24.       Plaintiff has undergone pain and suffering both of body and of mind as a result of Defendant’s negligence.

 

[¶16.] Aside from the irrelevant mention of negligence, Harris’s amended complaint speaks explicitly and unequivocally of “extreme and outrageous conduct” and not of “gross insults.”  Nonetheless, the complaint does speak of the higher duty of care that a common carrier owes its passengers and does allege that Jackrabbit breached that duty.  Under our liberal pleading rules, this would perhaps be sufficient to allege the tort of gross insult.  However, in his appellate brief, Harris asserts that this higher duty of care “has a bearing upon establishment of the elements of IIED.”  Nowhere in his brief does Harris even mention § 48, nor does he direct us to any cases that would support a claim that Jackrabbit committed the tort of gross insult.  Thus Harris’s cause of action cannot be understood otherwise than as a claim of IIED, which allows for no common-carrier exception.

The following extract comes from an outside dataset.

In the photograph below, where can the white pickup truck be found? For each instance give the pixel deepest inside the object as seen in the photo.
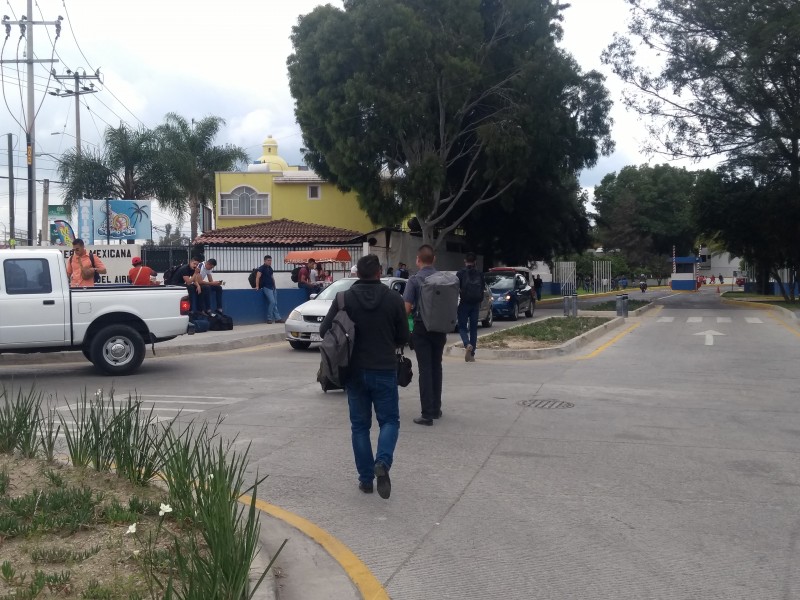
(110, 324)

[¶17.] For Harris to prevail on his IIED claim, the conduct of Jackrabbit personnel would have to be extreme and outrageous, committed intentionally or recklessly, in order to satisfy the first and second elements of that tort.  Viewing the facts in a light most favorable to Harris, we consider the following:  (a) Harris’s obvious condition (his injury, his minority status, and his age) and (b) the onerousness, under the circumstances, (i) of responding to his request to call for an ambulance, (ii) of providing him transportation back to the Sioux City bus station, and (iii) of giving him free passage back to his home.  The question is whether the conduct of Jackrabbit’s personnel (particularly that of driver Biever) was an extreme outrage.

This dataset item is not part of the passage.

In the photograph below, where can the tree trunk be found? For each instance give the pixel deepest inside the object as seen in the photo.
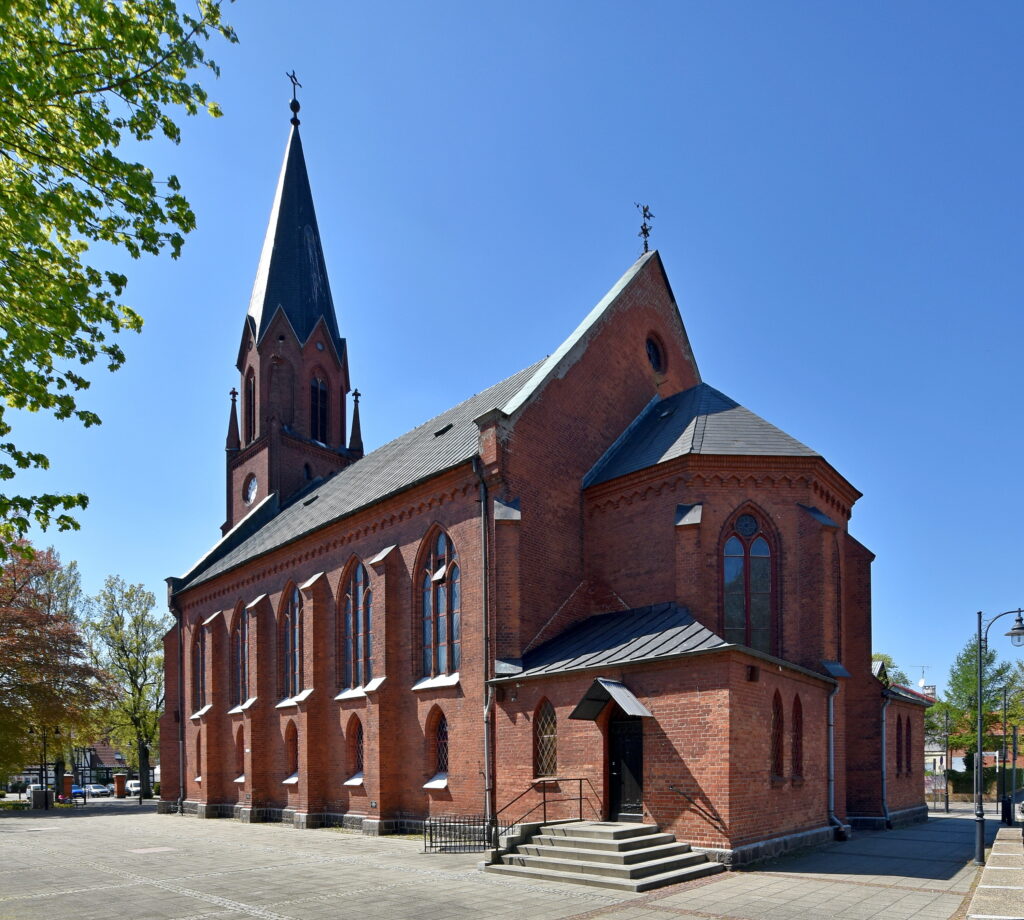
(143, 767)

[¶18.] It is true, as Professors Prosser and Keeton explain, that one “basis on which extreme outrage can be found is the defendant’s knowledge that the plaintiff is especially sensitive, susceptible and vulnerable to injury through mental distress at the particular conduct.”  The Law of Torts, Ch. 2, § 12, 62 (5th ed 1984).  Nonetheless, even taking into account Harris’s injured condition, we cannot say that this conduct was “so extreme in degree as to go beyond all possible bounds of decency, and to be regarded as atrocious, and utterly intolerable in a civilized community.”  Tibke, 479 NW2d at 907.  It was inconsiderate behavior, perhaps even callous indifference, but it was not an extreme outrage.  It follows that the circuit court, correctly finding no reason to depart from the standard formulation of the elements of IIED, required Harris to bear the appropriate burden of proof. 

[¶19.] Affirmed.

[¶20.] GILBERTSON, Chief Justice, and SABERS, and ZINTER, Justices, and AMUNDSON, Retired Justice, concur.

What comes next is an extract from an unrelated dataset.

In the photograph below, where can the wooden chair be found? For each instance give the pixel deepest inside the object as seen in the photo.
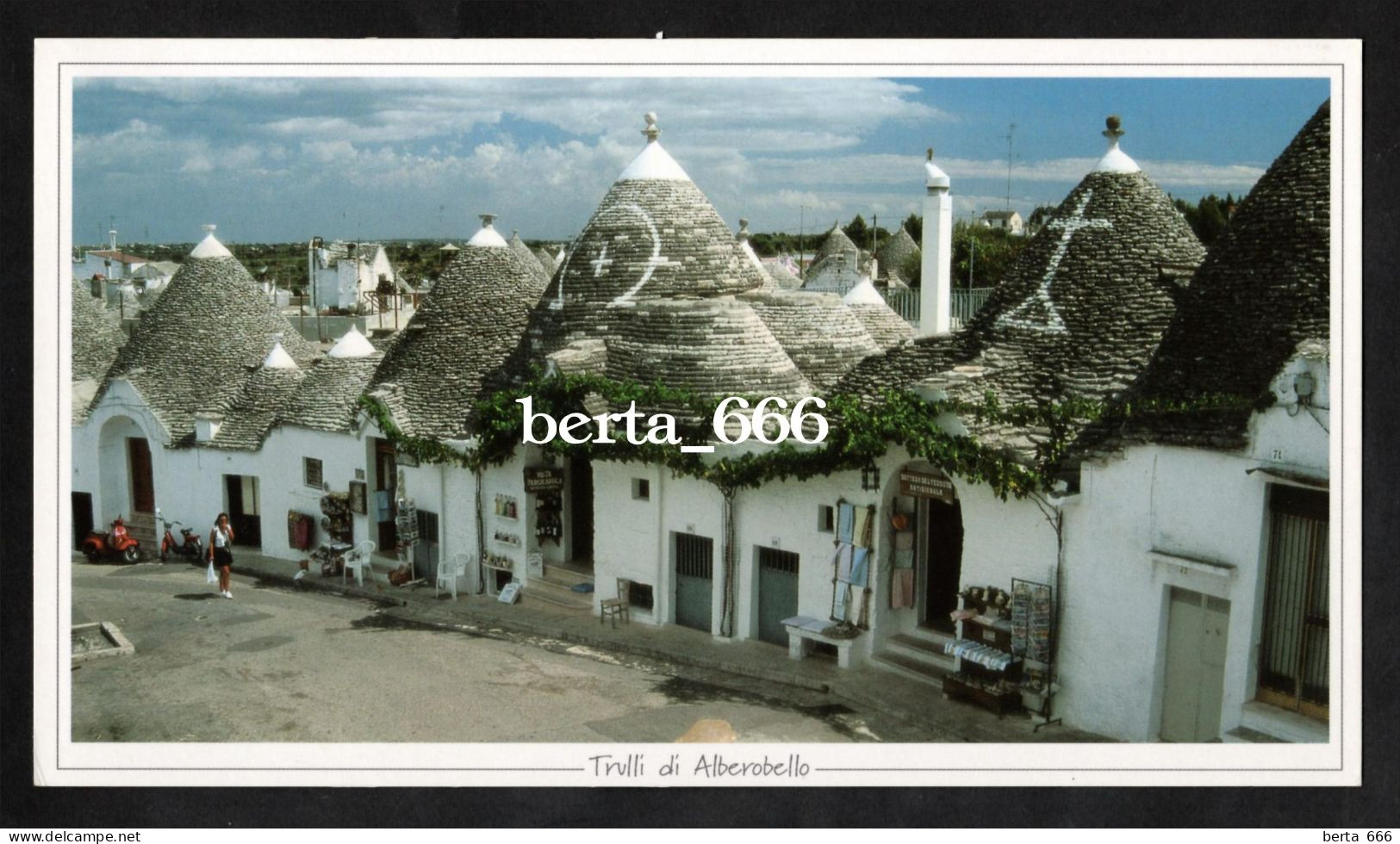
(450, 571)
(611, 608)
(358, 560)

[1] .         Jackrabbit Bus Lines is the business name of Jefferson Partners, a limited partnership registered in Delaware and headquartered in Minnesota.

[2] .         The bus was proceeding northbound along Jackson Street and, having the right of way, was more than half way through the intersection with 5th Avenue, when an eastbound vehicle driven by one Sap Ung, a Nebraska resident, entered the intersection against a red light and crashed into the bus.

[3] .         Our settled standard of review for summary judgments has been set out in numerous cases and need not be recited again here.  See Kobbeman v. Oleson, 1998 SD 20, ¶4, 574 NW2d 633, 635.  As statutory interpretation is a question of law, we review statutes without deference to the circuit court’s interpretation.  Satellite Cable Servs., Inc. v. Northern Elec. Coop., Inc., 1998 SD 67, ¶5, 581 NW2d 478, 480.

[4] .         Thus, “language addressed to a pregnant or a sick woman may be actionable where the same words would not be if they were addressed to a United States Marine.”  Restatement (Second) of Torts § 48 cmt. c.